Von asked me what tune I wanted to play, I chose Stella by Starlight. But to my shock and dismay, in front of a packed house, he put down his saxophone, and mozied over to the piano. He wanted me to play the melody. Which I was okay with just as long as I could play my chords too. I played the first note and had to really concentrate because Von was playing the melody along with me. On the piano, Melody in the right hand, FOREARM and ELBOW in the left hand!

A young Fareed Haque with Von Freeman in 1995 or so.

I got over the shock and dissonance and I made it to the end of the tune. After which Von whispered something to the effect of, “Boogie Woogie, you got to know the melody, with or without your chords”  I learned that lesson that day, real quick.

But the other lessons were more subtle. I play my fast shit and nothing would happen, then I play something that swung a little or something that was fun, and somebody in the band would smile, Give me a shout-out or something. And I would know. “Okay, that’s the good shit. Keep that and throw out the other stuff.”

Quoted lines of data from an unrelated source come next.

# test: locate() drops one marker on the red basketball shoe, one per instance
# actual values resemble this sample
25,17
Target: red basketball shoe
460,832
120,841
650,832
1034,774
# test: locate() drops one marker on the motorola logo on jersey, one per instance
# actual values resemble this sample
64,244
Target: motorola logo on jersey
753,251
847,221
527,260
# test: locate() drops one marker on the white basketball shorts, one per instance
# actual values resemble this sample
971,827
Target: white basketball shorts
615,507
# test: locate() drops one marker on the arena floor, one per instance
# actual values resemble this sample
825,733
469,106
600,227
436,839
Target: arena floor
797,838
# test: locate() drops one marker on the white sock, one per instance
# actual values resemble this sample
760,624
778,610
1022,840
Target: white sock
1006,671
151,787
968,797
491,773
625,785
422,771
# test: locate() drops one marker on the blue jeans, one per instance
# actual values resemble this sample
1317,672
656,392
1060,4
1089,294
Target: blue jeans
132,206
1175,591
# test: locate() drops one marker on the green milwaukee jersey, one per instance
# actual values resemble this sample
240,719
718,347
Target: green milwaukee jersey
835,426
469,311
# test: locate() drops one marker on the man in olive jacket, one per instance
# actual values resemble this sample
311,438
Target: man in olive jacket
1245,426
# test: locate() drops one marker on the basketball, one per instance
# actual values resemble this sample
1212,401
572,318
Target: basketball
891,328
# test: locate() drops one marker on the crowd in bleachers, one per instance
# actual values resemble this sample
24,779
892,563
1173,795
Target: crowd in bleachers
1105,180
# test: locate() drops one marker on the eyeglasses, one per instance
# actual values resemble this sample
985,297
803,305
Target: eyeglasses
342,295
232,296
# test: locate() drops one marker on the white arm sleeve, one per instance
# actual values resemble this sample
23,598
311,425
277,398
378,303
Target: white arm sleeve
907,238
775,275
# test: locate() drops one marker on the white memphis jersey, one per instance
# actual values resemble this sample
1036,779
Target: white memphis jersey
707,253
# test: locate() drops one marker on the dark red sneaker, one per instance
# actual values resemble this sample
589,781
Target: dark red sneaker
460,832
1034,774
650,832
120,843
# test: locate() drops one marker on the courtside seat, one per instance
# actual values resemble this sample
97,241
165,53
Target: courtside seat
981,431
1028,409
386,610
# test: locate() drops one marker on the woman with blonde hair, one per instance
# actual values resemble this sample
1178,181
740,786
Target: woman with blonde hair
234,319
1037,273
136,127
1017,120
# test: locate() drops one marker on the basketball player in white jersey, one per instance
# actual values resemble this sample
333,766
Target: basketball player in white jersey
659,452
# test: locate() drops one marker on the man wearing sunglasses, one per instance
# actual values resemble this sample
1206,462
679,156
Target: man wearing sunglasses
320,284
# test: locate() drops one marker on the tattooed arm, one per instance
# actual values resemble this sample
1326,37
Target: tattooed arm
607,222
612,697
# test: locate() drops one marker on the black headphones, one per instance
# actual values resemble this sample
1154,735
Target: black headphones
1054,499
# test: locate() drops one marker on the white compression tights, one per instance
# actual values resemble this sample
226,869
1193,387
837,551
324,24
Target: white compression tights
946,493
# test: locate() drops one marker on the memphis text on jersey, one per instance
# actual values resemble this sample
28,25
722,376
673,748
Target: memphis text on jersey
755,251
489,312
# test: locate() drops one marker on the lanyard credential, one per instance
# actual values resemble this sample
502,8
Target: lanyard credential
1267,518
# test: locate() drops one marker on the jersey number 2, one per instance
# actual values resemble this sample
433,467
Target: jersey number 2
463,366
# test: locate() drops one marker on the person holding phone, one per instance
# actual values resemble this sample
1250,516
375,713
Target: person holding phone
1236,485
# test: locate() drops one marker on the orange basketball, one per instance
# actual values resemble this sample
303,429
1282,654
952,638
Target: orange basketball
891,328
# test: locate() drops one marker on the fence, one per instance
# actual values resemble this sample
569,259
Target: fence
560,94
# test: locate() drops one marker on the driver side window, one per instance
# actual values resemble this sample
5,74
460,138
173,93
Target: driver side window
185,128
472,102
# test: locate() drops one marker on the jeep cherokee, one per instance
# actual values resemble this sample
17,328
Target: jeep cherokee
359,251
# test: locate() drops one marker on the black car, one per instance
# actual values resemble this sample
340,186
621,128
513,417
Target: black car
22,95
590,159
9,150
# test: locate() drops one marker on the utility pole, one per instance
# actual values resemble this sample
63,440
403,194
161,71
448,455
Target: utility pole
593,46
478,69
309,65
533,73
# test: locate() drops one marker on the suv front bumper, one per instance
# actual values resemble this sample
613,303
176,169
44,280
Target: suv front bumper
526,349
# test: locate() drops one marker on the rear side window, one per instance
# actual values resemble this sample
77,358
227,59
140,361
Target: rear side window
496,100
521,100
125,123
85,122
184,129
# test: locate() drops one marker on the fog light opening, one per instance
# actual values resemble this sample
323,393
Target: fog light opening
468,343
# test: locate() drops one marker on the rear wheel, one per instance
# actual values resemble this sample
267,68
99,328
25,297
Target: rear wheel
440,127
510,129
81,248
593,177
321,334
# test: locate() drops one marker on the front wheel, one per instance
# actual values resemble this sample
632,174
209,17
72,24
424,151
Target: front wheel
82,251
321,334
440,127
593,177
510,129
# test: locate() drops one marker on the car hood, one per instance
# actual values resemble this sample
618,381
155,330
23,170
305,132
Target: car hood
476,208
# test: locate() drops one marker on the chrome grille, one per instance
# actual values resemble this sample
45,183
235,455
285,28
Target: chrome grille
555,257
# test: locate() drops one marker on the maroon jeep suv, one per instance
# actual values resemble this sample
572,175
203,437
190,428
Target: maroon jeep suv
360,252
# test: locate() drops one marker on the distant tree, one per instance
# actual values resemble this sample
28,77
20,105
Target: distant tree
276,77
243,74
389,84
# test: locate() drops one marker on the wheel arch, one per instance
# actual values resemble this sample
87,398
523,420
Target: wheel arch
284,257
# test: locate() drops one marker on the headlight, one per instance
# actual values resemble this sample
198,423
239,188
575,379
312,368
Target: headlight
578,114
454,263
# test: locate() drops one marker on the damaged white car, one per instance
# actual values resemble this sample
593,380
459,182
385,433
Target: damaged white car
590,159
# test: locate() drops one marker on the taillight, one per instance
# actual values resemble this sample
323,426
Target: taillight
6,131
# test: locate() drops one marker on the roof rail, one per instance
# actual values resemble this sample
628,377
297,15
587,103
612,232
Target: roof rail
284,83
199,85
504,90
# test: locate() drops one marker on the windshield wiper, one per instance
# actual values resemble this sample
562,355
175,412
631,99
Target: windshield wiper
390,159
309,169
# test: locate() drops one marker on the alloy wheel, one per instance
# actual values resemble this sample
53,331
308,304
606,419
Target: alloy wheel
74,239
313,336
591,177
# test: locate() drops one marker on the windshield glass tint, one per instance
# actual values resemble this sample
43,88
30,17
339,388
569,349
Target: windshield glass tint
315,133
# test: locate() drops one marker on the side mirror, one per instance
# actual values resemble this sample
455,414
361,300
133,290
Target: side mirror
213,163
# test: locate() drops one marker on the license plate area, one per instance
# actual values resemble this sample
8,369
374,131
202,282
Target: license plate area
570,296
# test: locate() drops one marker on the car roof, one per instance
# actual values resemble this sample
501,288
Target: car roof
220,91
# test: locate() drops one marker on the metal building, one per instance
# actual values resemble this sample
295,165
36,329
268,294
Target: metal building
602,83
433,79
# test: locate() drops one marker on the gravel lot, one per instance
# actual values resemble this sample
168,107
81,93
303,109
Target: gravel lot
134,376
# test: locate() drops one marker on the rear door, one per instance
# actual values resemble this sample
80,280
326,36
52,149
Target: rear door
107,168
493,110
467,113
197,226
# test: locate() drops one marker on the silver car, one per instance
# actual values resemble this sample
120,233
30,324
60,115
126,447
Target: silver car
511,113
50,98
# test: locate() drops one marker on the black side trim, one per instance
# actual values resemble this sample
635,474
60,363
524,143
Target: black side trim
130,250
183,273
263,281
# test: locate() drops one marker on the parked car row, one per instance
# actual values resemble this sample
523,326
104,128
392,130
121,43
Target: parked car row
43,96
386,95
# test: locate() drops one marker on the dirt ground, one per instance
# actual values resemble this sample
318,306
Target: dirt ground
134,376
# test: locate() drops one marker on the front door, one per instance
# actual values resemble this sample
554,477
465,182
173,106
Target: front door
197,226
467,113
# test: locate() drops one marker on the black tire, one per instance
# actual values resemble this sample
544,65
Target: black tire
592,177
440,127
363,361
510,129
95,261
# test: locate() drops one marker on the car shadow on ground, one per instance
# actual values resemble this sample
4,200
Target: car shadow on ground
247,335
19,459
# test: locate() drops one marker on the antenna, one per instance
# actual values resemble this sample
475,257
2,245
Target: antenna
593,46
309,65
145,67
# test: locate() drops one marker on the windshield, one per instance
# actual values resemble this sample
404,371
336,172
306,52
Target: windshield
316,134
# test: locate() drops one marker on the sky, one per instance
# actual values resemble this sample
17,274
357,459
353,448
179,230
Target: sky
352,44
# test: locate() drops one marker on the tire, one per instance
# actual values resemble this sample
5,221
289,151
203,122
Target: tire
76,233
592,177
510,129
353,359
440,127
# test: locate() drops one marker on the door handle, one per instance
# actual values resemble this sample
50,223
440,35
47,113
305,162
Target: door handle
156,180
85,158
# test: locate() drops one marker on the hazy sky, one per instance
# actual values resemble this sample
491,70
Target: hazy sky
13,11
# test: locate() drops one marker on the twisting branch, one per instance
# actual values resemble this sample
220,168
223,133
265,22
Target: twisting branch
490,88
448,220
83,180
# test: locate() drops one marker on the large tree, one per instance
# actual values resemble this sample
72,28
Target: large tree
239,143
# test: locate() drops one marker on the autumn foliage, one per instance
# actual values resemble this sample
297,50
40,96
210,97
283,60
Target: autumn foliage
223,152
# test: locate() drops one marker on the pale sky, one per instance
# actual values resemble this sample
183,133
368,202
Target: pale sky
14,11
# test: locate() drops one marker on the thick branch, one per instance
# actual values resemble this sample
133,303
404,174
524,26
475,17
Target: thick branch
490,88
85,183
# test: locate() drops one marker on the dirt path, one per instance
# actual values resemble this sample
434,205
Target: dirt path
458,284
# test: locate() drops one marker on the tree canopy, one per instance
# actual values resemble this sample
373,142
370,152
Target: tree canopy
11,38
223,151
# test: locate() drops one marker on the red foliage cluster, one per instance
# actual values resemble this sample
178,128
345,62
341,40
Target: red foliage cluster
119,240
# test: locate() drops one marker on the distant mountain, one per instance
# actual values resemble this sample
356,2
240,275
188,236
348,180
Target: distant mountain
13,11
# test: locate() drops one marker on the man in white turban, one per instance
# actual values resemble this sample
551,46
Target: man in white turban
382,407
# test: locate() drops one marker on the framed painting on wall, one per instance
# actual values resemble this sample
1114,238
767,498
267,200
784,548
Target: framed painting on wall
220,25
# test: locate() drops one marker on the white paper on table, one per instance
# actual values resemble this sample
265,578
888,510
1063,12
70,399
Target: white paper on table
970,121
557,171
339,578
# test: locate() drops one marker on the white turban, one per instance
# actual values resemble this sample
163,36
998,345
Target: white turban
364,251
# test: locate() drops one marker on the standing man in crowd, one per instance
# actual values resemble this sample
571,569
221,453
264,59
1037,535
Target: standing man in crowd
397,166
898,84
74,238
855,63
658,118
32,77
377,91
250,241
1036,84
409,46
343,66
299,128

I also learned that swinging was something that happens with everybody together, no one person can force the other musicians to swing. It’s a collective concept, as indebted to African rhythms as it is to Western Harmony. And if it ain’t swinging, you can’t make it better by forcing it. 

As a young whipper snapper, I had the honor of being invited to play a gig with the great Kenny Burrell. 

Back then, I always dug Kenny but thought he was pretty sloppy, and I didn’t really understand what all the fuss was about. And then we got a chance to play together. Shit. That man gets more groove and tone out of three notes than I’ll probably get to in my entire life. You could feel it, and you had to deal with it and that meant learning how to respond and connect to his rhythmic drive, which was really his music lesson to all of us.

Bobby (Broom), I think you were there too? In Uruguay, at that jazz festival. We all played our asses off but we had to stand back when Kenny took over.

Later on, I was invited to play with the great alto saxist Arnie Lawrence. On every set, we would play some blues. I knew the chords, I knew the scales; I did not know the blues. So he asked me to play a blues intro, and that shit was so corny he started to laugh. And not with me, either. For the whole rest of the tour, he’d announce (In a classic 1950s announcer voice) at dinner, on the bus, anywhere, “Hi! My name is Freddy Haque and I’m going to play you one of my favorite songs, it’s called ‘The Blues’! And then he would just crack up, laughing at me. It hurt my feelings a little, but I eventually began to understand that the blues was a feeling, not a scale or a chord. And not just an emotional feeling, it was a rhythmic feeling; repetitive, pulsating, phrasing that was hypnotic, erotic, and earthy.

And then there was the time when I was at a recording session with Von and we were going to play Donna Lee. And he played it for me, and it was a little sloppy and pretty different from what was in the Realbook. And I was stupid enough to tell him that that’s not how it goes…Von was always gentle, and his response was, “Well, that’s how Charlie Parker taught it to me…” I shut up pretty quick.

These are just a few of the hundreds of lessons I got from Masters.

And I know for a fact that that’s how most of our true jazz artists learned. Not from books, but from the Masters. So go down to that jam session and hang with your elders. Play with them, study with them and know them, before they’re all gone. 

Jazz is not dead. It is a living tradition. Not a tradition of songs or chords or scales, but rather a tradition of collective groove and collective improvisation.

Being a master jazz musician doesn’t mean knowing all the chords and scales and tunes. It means knowing the tradition, this living tradition, that grows and changes and morphs under our very ears, defining and informing the music around us, to this very day and beyond.

Jazz is definitely in Tower of Power in Earth, Wind and Fire in the Meters in Vulfpek in James Brown in Questlove in Aretha and Ray and Stevie in BB and Lucille and in queen in the Beatles and in Led Zeppelin and Zappa. You may not recognize it, but it’s literally everywhere around us, and if you really, really listen, you can hear our masters, still talking to us.